Il faut d'abord voir dans cette évolution les efforts des passionnés de cet oiseau emblématique. Dès l'après-guerre sous la houlette de Max Bloesch, des cigognes algériennes ont été réintroduites en Suisse. Peu à peu, d'autres amateurs du migrateur ont créé les conditions propices à son installation. Mais cela n'explique pas une telle croissance de leur population. Leur mortalité a également diminué, ce que certains spécialistes expliquent par un changement dans le comportement migratoire de l'oiseau, devenu plus flexible. Certains n'entreprennent carrément plus leur grand voyage vers le sud à l'approche de l'hiver, tandis que d'autres en réduisent la distance. Il est aujourd'hui très rare qu'une cigogne passant l'été en Suisse migre jusque dans le Sahel africain, sa zone de villégiature originelle. Celles qui partent ne volent pas plus loin que dans le sud de l'Espagne ou au Portugal. Elles savent qu'elles y trouveront à manger dans des décharges publiques à ciel ouvert, a indiqué à l'ats Peter Enggist, directeur de la Société Cigogne Suisse, qui a succédé à son fondateur Max Bloesch.

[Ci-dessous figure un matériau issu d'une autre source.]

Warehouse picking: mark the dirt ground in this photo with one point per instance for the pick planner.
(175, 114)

L'hiver dernier, près de 360 cigognes ont renoncé à migrer, d'après un décompte de Cigogne Suisse. Pour certaines d'entre elles qui sont baguées, c'était une nouvelle expérience, car elles ont été identifiées en Espagne par le passé. Un projet de recherche devrait livrer des informations sur les raisons qui poussent ces migrateurs à se sédentariser. Personnellement, Peter Enggist avance sa propre hypothèse, basée sur le fait que la distance de migration est génétiquement programmée. Or, comme les cigognes introduites en Suisse après-guerre sont d'origine algérienne, elles migrent sur une distance plus courte, celle séparant l'Algérie de l'Afrique centrale étant équivalente à celle entre la Suisse et l'Espagne ou le Portugal.
L'expérience accumulée par chaque oiseau joue certainement aussi un rôle, estiment encore les spécialistes sur la base des constats de Cigogne Suisse et de la Station ornithologique de Sempach (LU). Selon ceux-ci, les cigognes les plus âgées migrent le moins. Leur vécu leur permet de trouver plus facilement de la nourriture dans des conditions hivernales qu'un jeune oiseau inexpérimenté, a dit à l'ats Livio Rey, de la Station ornithologique. Et elles savent qu'en passant l'hiver à demeure, elles bénéficient d'un avantage sur celles qui migrent. Sachant que les cigognes sont non seulement fidèles en couple mais aussi à leur nid, celles qui restent évitent de se le faire prendre par une rivale. Il ne reste aux plus jeunes qu'à construire leur propre nid.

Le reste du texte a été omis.